Dreyer tentou, quando estava em frente da porta do quarto onde dormia a pequena Nora. Girou repentinamente levando as mãos aos coldres. Durgan percebeu, mas não disparou. Limitou-se a deixar-se cair de lado. Depois, quando Dreyer apontou os dois colts premindo o gatilho, disparou do chão uma única vez.

Com um buraco no meio da testa, Dreyer caiu como um fardo sem lançar um único gemido. Rápido como um raio e sem esperar de o ver cair completamente, Durgan precipitou-se para a porta, que abriu com um brutal empurrão.

Na semiobscuridade que reinava no interior do dormitório, pareceu-lhe distinguir uma frágil silhueta, que lançou um grito de espanto. Tapou-lhe rapidamente a boca, enquanto a pequena se debatia nos seus braços com ímpeto redobrado.

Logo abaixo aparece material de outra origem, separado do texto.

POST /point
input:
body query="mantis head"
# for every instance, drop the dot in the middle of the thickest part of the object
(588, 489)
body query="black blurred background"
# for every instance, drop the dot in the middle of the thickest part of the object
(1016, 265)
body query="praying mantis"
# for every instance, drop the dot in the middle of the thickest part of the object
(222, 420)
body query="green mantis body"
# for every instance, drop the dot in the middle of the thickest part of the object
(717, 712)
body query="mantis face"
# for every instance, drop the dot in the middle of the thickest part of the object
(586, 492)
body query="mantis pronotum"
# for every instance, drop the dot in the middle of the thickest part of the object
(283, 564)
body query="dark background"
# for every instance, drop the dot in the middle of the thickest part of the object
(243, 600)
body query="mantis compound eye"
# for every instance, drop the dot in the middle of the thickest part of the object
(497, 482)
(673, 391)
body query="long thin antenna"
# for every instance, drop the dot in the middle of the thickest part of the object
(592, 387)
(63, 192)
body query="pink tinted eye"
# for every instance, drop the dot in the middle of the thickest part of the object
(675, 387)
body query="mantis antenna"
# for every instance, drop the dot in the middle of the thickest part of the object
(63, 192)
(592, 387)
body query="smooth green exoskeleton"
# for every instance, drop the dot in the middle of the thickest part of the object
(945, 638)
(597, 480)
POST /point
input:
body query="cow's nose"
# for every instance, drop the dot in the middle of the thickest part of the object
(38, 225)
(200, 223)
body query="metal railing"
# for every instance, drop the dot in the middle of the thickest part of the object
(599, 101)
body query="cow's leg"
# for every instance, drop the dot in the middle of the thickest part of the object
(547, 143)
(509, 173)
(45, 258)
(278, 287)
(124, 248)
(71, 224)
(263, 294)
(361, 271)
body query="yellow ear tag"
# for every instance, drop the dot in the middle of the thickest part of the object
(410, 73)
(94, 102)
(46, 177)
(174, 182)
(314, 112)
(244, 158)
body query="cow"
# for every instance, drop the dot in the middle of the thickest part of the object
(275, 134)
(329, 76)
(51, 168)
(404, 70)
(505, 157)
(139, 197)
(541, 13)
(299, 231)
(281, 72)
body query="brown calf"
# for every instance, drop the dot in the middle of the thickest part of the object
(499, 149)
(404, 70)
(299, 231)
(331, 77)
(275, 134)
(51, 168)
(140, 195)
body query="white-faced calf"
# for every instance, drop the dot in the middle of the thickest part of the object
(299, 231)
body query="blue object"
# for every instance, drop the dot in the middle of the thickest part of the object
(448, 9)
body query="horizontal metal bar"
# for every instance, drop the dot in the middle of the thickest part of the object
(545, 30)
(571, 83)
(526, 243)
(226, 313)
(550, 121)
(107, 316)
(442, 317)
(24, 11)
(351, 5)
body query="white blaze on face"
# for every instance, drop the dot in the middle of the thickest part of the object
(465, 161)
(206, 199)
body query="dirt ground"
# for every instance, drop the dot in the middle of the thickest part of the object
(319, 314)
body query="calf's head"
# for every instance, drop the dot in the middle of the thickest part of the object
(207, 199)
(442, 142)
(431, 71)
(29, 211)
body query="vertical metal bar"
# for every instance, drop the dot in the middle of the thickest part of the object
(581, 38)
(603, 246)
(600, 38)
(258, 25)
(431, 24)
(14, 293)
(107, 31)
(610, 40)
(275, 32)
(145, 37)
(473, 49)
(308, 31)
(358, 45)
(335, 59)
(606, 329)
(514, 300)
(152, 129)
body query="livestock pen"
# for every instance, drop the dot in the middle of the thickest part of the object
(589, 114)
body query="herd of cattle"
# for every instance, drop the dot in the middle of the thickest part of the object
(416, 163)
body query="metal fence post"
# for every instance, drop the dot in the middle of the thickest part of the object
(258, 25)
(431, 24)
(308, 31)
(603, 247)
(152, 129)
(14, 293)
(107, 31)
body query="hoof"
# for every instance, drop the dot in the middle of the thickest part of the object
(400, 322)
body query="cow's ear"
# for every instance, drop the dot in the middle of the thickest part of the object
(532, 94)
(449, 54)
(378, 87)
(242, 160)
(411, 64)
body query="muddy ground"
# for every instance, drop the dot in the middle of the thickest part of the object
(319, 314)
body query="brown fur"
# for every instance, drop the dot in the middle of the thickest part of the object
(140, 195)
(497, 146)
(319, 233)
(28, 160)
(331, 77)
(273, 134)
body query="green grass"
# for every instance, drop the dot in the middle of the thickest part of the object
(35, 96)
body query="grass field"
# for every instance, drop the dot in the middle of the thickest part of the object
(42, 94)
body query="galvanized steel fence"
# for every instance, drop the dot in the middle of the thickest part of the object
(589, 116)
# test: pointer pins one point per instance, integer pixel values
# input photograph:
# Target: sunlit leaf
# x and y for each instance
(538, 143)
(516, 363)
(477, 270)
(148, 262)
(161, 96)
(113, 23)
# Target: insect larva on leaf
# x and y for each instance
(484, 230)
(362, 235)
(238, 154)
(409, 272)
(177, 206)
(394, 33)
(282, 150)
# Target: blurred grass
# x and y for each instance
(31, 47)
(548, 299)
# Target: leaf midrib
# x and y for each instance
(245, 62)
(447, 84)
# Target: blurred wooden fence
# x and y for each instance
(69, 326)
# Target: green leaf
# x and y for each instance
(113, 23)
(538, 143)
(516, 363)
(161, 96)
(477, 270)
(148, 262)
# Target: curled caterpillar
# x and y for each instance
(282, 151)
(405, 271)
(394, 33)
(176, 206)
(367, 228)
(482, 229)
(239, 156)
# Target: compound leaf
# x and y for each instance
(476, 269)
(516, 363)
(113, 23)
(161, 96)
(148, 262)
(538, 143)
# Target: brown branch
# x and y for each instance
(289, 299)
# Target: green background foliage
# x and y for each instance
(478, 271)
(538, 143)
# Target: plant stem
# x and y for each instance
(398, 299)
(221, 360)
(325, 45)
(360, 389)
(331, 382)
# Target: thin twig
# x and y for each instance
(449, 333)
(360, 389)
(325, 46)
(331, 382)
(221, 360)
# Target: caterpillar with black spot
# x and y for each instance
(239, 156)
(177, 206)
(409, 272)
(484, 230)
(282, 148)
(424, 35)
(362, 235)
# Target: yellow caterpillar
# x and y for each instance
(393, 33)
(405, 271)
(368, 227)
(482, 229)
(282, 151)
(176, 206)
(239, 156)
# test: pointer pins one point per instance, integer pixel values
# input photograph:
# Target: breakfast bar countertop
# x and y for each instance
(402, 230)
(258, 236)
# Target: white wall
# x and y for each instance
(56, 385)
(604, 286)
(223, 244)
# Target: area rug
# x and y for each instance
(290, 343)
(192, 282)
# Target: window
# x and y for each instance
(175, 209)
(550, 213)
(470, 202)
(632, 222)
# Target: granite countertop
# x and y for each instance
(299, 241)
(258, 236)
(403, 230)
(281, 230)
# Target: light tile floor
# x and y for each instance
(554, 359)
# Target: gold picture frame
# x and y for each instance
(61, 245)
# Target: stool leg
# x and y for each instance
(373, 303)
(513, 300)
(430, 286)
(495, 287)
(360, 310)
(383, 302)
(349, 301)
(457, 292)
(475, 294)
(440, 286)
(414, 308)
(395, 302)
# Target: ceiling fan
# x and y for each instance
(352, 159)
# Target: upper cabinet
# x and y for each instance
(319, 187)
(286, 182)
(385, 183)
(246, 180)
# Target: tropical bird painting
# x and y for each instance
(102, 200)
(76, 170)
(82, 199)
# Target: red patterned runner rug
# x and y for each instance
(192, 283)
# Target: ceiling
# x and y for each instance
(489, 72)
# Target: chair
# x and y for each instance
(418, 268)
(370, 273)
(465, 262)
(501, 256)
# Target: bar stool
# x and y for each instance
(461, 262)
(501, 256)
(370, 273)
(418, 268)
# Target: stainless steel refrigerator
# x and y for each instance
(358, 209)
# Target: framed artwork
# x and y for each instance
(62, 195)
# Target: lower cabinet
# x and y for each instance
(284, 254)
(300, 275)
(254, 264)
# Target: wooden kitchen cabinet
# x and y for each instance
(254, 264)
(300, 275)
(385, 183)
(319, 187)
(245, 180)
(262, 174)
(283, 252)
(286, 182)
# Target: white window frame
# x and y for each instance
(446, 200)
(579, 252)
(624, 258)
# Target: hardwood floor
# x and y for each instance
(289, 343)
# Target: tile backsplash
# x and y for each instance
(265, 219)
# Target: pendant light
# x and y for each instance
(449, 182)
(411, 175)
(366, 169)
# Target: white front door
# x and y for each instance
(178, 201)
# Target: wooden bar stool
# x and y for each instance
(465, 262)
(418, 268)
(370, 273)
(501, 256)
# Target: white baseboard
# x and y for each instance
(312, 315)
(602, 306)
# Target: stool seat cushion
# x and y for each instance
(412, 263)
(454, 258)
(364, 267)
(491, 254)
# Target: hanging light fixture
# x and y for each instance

Durgan, sentindo uma dor no coração, bateu-lhe secamente na mandíbula. A pequena Nora relaxou-se nos seus braços, e então carregou-a ao ombro. Saiu dali levando o colt pronto a disparar.

Uma vez fora do rancho, correu para as árvores. O sítio onde tinha deixado o cavalo. Montou, e levando a pequena agarrada num dos braços, dirigiu o cavalo com os joelhos, enquanto empunhava o colt com a mão direita.

Passava em frente do alpendre, quando começaram a sair vaqueiros dos barracões. Acelerou a marcha; minutos depois os cascos do cavalo ressoavam no meio da noite. Quando a perseguição começou, já não se ouvia o mais leve rumor.